Here's to unity my friends!


VATICAN CITY, MAY 21, 2008 ( - Cardinal Walter Kasper left for Moscow today to take a message from Benedict XVI to Orthodox Patriarch Alexy II of Moscow and All Russia.

Cardinal Kasper, president of the Pontifical Council for Promoting Christian Unity, will be in Russia through May 30. The trip was undertaken at the invitation of Metropolitan Kirill of Smolensk and Kaliningrad, the president of the Department of External Affairs of the Moscow Patriarchate, reported the pontifical council.

The program of the visit includes an inaugural celebration for the feast of Corpus Christi at the Catholic cathedral of the Archdiocese of the Mother of God in Moscow.

The cardinal will be received by Patriarch Alexy II in an encounter during which the cardinal will give him the Pope’s message.

The pontifical council president will also participate in a celebration for the name day of Metropolitan Kirill.

Cardinal Kasper will make a pilgrimage to the Sanctuary of Kazan, to venerate the icon of Our Lady, which he himself brought to Russia in 2004 in the name of Pope John Paul II.

A visit to the monastery of Diveyevo is also scheduled. There, the cardinal will venerate a saint of the Orthodox Church, Seraphim of Sarov, particularly beloved by the Russian people.

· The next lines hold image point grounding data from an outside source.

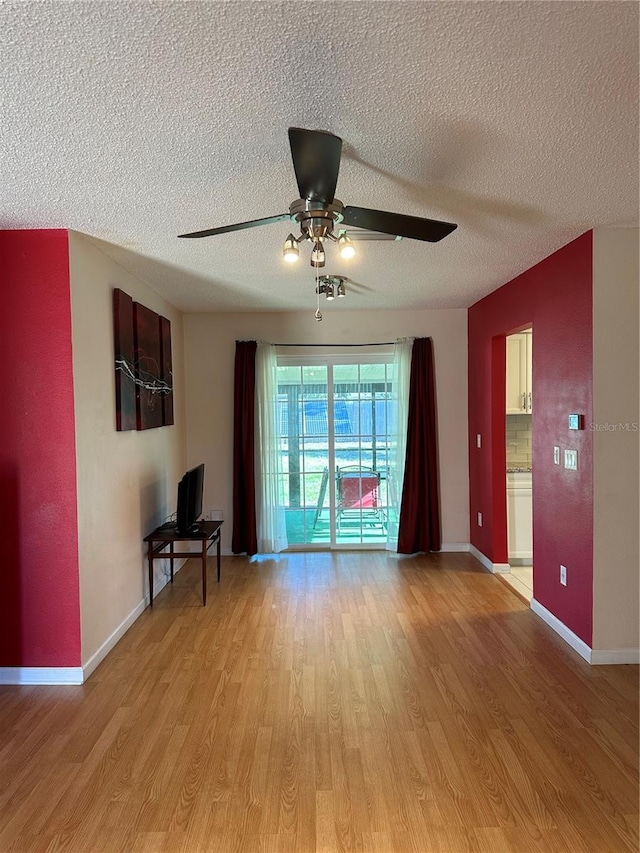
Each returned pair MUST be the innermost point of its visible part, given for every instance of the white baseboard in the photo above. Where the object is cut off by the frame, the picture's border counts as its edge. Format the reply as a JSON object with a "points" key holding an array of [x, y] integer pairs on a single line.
{"points": [[601, 657], [561, 629], [596, 657], [48, 675], [495, 568], [98, 656], [41, 675], [124, 626]]}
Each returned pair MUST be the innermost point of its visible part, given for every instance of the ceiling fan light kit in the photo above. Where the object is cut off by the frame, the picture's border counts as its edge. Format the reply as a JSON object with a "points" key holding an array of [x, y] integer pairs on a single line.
{"points": [[316, 162]]}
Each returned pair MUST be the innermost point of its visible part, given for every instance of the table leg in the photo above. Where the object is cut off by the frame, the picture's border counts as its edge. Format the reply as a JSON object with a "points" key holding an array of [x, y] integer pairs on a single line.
{"points": [[150, 557], [204, 571]]}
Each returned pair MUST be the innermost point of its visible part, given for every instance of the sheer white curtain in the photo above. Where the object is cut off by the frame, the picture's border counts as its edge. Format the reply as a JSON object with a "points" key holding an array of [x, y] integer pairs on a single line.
{"points": [[270, 517], [398, 438]]}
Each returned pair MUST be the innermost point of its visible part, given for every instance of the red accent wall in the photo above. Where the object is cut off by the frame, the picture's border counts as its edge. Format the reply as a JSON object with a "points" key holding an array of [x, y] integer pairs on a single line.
{"points": [[555, 298], [40, 601]]}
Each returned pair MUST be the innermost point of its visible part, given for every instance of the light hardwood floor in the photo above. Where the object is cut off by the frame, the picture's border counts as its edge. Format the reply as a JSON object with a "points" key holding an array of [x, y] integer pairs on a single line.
{"points": [[328, 702]]}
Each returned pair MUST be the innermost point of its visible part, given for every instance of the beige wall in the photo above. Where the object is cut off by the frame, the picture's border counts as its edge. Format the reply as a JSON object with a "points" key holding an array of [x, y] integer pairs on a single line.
{"points": [[615, 451], [209, 358], [126, 480]]}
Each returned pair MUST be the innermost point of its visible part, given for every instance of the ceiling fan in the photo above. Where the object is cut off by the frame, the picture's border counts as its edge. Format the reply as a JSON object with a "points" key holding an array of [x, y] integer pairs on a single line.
{"points": [[316, 162]]}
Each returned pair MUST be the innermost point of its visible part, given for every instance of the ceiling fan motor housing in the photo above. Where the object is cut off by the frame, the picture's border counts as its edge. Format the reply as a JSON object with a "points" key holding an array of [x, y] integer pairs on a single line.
{"points": [[316, 219]]}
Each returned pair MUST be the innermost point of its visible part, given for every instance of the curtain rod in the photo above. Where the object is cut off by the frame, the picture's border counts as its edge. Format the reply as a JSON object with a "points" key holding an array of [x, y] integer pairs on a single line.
{"points": [[382, 344]]}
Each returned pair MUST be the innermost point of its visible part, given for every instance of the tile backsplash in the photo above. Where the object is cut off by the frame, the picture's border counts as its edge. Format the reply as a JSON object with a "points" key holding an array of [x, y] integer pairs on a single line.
{"points": [[519, 441]]}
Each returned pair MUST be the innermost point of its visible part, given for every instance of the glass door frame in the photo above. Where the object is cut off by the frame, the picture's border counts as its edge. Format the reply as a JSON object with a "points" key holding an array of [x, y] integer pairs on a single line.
{"points": [[329, 358]]}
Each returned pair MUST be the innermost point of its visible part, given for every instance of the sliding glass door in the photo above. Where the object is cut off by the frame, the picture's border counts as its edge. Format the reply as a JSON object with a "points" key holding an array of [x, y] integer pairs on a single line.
{"points": [[335, 433]]}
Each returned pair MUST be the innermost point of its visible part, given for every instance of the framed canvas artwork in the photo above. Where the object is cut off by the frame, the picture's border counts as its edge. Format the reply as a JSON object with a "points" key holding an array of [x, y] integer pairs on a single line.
{"points": [[143, 369]]}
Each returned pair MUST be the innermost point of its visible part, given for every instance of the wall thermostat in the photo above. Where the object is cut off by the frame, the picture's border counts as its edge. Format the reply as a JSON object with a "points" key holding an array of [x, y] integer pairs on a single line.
{"points": [[575, 422]]}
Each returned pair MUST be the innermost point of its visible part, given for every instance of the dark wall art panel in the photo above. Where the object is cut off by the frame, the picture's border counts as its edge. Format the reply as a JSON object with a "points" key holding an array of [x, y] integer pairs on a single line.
{"points": [[144, 375], [167, 371], [124, 360]]}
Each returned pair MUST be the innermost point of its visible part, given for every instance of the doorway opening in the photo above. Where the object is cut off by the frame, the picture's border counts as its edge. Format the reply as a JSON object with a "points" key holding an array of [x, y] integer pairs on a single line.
{"points": [[519, 461]]}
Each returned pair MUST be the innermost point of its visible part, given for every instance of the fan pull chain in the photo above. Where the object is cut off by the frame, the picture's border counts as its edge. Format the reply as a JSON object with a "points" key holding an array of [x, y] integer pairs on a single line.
{"points": [[318, 314]]}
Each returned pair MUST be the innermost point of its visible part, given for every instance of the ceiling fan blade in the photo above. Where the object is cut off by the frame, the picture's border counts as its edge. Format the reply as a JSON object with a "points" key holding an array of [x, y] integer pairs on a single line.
{"points": [[239, 226], [412, 227], [316, 161]]}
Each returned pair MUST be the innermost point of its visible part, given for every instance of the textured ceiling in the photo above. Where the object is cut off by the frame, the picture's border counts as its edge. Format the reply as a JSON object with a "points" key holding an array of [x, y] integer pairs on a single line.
{"points": [[134, 122]]}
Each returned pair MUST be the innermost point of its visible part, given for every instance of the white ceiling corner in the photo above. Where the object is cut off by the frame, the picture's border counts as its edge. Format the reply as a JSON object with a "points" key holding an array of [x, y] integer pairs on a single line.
{"points": [[134, 122]]}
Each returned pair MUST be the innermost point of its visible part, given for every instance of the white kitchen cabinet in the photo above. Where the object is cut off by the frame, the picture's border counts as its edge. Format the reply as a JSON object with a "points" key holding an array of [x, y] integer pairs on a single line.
{"points": [[519, 517], [519, 386]]}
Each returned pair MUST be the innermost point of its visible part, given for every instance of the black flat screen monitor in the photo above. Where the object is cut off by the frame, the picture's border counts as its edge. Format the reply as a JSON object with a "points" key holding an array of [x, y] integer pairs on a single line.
{"points": [[190, 490]]}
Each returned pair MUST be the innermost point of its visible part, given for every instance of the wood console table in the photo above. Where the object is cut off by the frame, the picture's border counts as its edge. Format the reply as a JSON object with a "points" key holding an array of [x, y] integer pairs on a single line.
{"points": [[207, 534]]}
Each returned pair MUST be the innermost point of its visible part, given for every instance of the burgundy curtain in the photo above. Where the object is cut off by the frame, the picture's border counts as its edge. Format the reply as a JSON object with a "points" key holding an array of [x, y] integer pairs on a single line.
{"points": [[245, 538], [419, 528]]}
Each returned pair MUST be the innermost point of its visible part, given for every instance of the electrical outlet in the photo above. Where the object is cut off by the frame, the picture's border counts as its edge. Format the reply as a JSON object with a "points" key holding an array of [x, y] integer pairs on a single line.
{"points": [[571, 460]]}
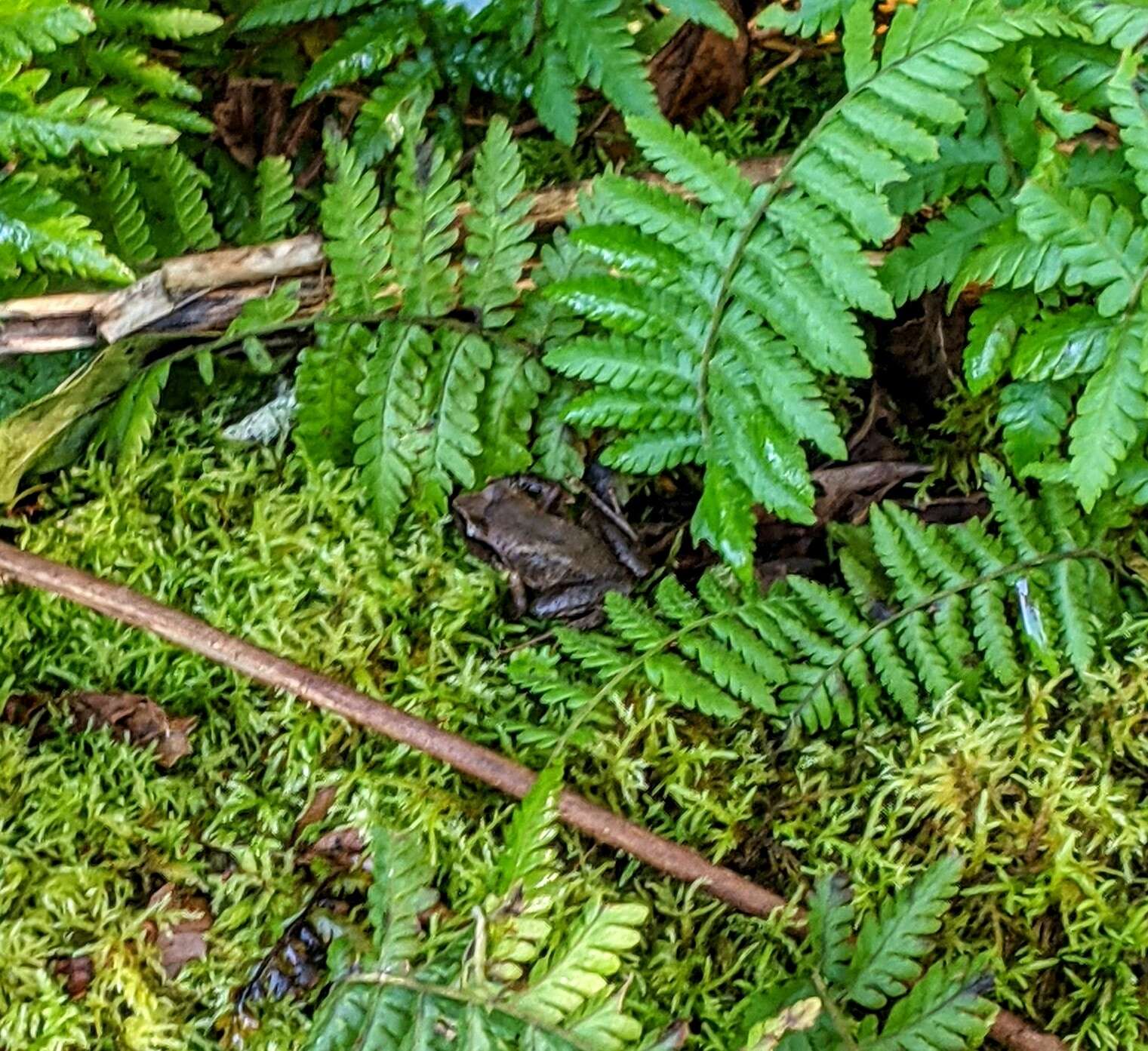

On a related note, has the Catholic-Orthodox Church put forth any sort of official “short list” of theological issue which need to be resolved?



I believe they are trying to tackle the East’s problem with the doctrine of papal infallibility/supremacy. The Filioque has been discussed in past meetings also. I think they should start with Joseph Cardinal Ratzinger’s statements:

Certainly, no one who claims allegiance to Catholic theology can simply declare the doctrine of primacy null and void, especially not if he seeks to understand the objections and evaluates with an open mind the relative weight of what can be determined historically. Nor is it possible, on the other hand, for him to regard as the only possible form and, consequently, as binding on all Christians the form this primacy has taken in the nineteenth and twentieth centuries. The symbolic gestures of Pope Paul VI and, in particular, his kneeling before the representative of the Ecumenical Patriarch were an attempt to express precisely this and, by such signs, to point the way out of the historical impasse.
*[Joseph Ratzinger, Principles of Catholic Theology (San Francisco, CA: Ignatius Press, 1987), p. 198]

Rome must not require more from the East with respect to the doctrine of primacy than had been formulated and was lived in the first millennium.